Data quality tools for Big Data
- Scala 2.11.7
- JDK 8
- Spark 2.1.1
See this video for in-depth coverage of the project
centrifuge will be published to Maven Central soon, so when it is done you will be able to get centrifuge with adding this to your build.sbt
:
val sparkV = "2.1.1"
libraryDependencies ++= Seq(
"io.univalence" %% "centrifuge" % "0.1"
)
We import relevant libraries and define 3 case classes
package io.univalence.centrifuge.sql
import io.univalence.centrifuge.{Annotation, AnnotationSql, Result}
import org.apache.spark.sql.SparkSession
import io.univalence.centrifuge.implicits._
import ss.implicits._
case class Person(name: String, age: Int)
case class PersonWithAnnotations(name: String, age: Int, annotations: Seq[Annotation])
case class BetterPerson(name:String,age:Option[Int])
Here we create 3 instances of Person
val joe = Person("Joe", 14)
val timmy = Person("Timmy",8)
val invalid = Person("",-1)
Making a Dataset from the 3 Person we just created
val ds = ss.sparkContext.makeRDD(Seq(joe,timmy,invalid)).toDS()
ds.createOrReplaceTempView("personRaw")
bla
ss.registerTransformation[Int,Int]("checkAge", {
case i if i < 0 => Result.fromError("INVALID_AGE")
case i if i < 13 => Result.fromWarning(i, "UNDER_13")
case i if i > 140 => Result.fromError("OVER_140")
case i => Result.pure(i)
})
Basic select
ss.sql("select name, checkAge(age) as age, age as ageRaw from personRaw").show(false)
Result
+-----+----+------+
|name |age |ageRaw|
+-----+----+------+
|Joe |14 |14 |
|Timmy|8 |8 |
| |null|-1 |
+-----+----+------+
This time using BetterPerson (a Person with Option)
ss.sql("select name, checkAge(age) as age from personRaw").as[BetterPerson].collect().foreach(println)
As expected
BetterPerson(Joe,Some(14))
BetterPerson(Timmy,Some(8))
BetterPerson(,None)
Now we include Annotations
ss.sql("select name, checkAge(age) as age from personRaw").includeAnnotations.show(false)
Result
+-----+----+--------------------------------------------+
|name |age |annotations |
+-----+----+--------------------------------------------+
|Joe |14 |[] |
|Timmy|8 |[[UNDER_13,age,WrappedArray(age),false,1]] |
| |null|[[INVALID_AGE,age,WrappedArray(age),true,1]]|
+-----+----+--------------------------------------------+
We now have annotations for each Person in the DataSet.
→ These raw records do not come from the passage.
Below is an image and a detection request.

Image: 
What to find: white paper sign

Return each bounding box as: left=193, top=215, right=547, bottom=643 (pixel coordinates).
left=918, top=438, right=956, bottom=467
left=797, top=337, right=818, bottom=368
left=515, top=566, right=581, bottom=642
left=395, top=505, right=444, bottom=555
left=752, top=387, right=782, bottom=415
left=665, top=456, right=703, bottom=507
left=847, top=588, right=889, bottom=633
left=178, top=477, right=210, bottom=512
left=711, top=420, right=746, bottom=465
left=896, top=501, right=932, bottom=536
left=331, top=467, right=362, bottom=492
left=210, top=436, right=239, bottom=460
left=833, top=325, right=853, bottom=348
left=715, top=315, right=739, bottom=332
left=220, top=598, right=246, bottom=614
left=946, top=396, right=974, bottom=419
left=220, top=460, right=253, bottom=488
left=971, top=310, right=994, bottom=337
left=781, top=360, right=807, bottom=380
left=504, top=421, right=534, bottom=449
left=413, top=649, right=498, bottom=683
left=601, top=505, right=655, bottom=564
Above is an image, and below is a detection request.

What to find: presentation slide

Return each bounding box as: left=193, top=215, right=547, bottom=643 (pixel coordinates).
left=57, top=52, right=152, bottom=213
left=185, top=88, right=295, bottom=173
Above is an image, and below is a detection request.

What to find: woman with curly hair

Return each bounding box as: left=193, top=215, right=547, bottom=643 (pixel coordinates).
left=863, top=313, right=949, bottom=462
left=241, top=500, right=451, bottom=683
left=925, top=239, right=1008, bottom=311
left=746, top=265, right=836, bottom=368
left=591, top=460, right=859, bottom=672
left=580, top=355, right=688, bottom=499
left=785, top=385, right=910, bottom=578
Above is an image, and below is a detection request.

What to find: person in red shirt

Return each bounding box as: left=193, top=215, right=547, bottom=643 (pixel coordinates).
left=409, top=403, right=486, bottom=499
Let's take a look at what an Annotation is:
Annotation(message: String,
onField: Option[String] = None,
fromFields: Vector[String] = Vector.empty,
isError: Boolean,
count: Long)
- message contains a relevant information
- onField is the name of the field the message is from
- fromFields is
- isError is true if the data is not within acceptable values else it's false
- count is the number of time the value has appeared for the same field
Integrate a reworked version of Excelsius in order to have a better DataFrame.show()
To go from
+-----+----+--------------------------------------------+
|name |age |annotations |
+-----+----+--------------------------------------------+
|Joe |14 |[] |
|Timmy|8 |[[UNDER_13,age,WrappedArray(age),false,1]] |
| |null|[[INVALID_AGE,age,WrappedArray(age),true,1]]|
+-----+----+--------------------------------------------+
To
++-----+----+------------------------------------------------+
+|name |age |annotations |
+| | |message |onField |fromFields |isError |count|
++-----+----+------------+--------+-----------+--------+-----+
+|Joe |14 | --- |
+|Timmy|8 |UNDER_13 |age |age |false |1 |
+| |null|INVALID_AGE |age |age |true |1 |
+| ------ |EMPTY_STRING|name |name1 |true |1 |
+| ------ | --------- |name2 | ---- |
++-----+----+------------+--------+-----------+--------+-----+
"-" is a placeholder and a better symbol/ascii art will be used
centrifuge is licensed under the Apache License, Version 2.0 (the “License”); you may not use this software except in compliance with the License.
Unless required by applicable law or agreed to in writing, software distributed under the License is distributed on an “AS IS” BASIS, WITHOUT WARRANTIES OR CONDITIONS OF ANY KIND, either express or implied. See the License for the specific language governing permissions and limitations under the License.